La Dame à la lampeFlorence Nightingale (1820-1910). Voilà un nom qui m’a souvent interpellée au cours de mes lectures, et pour cause, un article du Times daté du jour de sa mort en 1910 n’en fait rien moins que « la plus grande héroïne de l’histoire britannique ». Citée en exemple par de nombreuses héroïnes de roman, cette femme reste assez méconnue de ce côté-ci de la Manche.

À l’origine, c’est une jeune fille de bonne famille, née pour faire un beau mariage. Mais elle se sent appelée dès son plus jeune âge vers une mission bien plus importante à ses yeux : soulager les maux de l’humanité. C’est ce qu’elle fera effectivement, mais elle fera aussi bien plus que cela.

« Qu’était une infirmière avant Miss Florence ? Rien. Ou si peu. La lie de la société, des ivrognes qui avaient la réputation d’empester le gin à trois pas, des êtres issus des milieux les plus défavorisés et qui, par conséquent, ployaient sous le poids de leur infortune. Être infirmière n’était ni une carrière, ni une profession ; c’était une besogne dégradante, bonne pour les femmes de bas étage, vulgaires et souvent immorales, des laissées-pour-compte.« 

C’est dire si Florence Nightingale devra batailler avec sa famille pour parvenir à ses fins. D’ailleurs, Gilbert Sinoué consacre près de cent cinquante pages à cette partie de sa vie, celle qui précède la tristement célèbre guerre de Crimée (1853-1856).

Une fois sur place, bouleversée par le mépris et l’indigence avec lesquels sont traités les blessés, elle met en oeuvre des méthodes nouvelles et pas toujours bien perçues qui se résument en trois mots : dévouement, humanité, hygiène. Les soldats blessés comparèrent cette femme à un ange, elle qui osa leur parler avec tendresse, trouver les mots, elle qui améliora considérablement leurs conditions de vie et changea même jusqu’aux pratiques médicales (tout simplement en tirant un drap autour du malheureux que l’on amputait pour que les autres n’assistent pas à la scène en plus d’entendre ses cris). À son retour, c’est quasiment une vedette qui s’entretient avec la reine Victoria elle-même. Elle fonde la Nightingale Training School for Nurses, puis s’enferme pour ainsi dire comme une recluse dans son appartement londonien en attendant chaque jour une mort qu’elle sent proche et qui ne viendra que cinquante ans plus tard. Hypocondriaque, misanthrope et maniaco dépressive, l’héroïne n’avait pas que des qualités…

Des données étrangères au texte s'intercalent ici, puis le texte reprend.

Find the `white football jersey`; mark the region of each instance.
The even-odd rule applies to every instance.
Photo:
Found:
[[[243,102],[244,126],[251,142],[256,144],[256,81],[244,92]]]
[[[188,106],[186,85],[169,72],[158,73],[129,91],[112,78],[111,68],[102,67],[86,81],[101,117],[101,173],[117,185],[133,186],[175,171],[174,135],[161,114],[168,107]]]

Gilbert Sinoué insiste beaucoup sur cette ambivalence du personnage, ce qui est tout à son honneur, une hagiographie aurait été ennuyeuse. On comprend également très bien le poids des tensions religieuses qui pesaient alors sur les moeurs et la société : « Je sais que Miss Nightingale dut essuyer de nombreuses critiques du fait que le quart de son équipe était constitué de catholiques. Et la seule pensée que des religieuses non anglicanes approchent des blessés protestants apparaissait aux yeux de certains comme absolument répugnante », écrit une de ses consoeurs.

Si j’ai appris bien des choses, je reste quand même un peu sur ma faim. J’aurais aimé que le conflit soit plus largement expliqué, que la partie concernant les infirmières y travaillant alors soit plus détaillée. De même les réactions de ses contemporains, du monde médical en particulier. En juxtaposant des points de vue, l’auteur choisit de présenter un kaléidoscope sans finalement dessiner une personnalité qu’on devine forte. La forme romanesque n’est peut-être pas idéale, elle sert ici plus de prétexte que de véritable trame. L’avantage, c’est que le livre se lit facilement. S’il existait une biographie de Florence Nightingale, il y serait une introduction, mais je crains que les meilleures disponibles ne soient réservées aux seuls anglophones.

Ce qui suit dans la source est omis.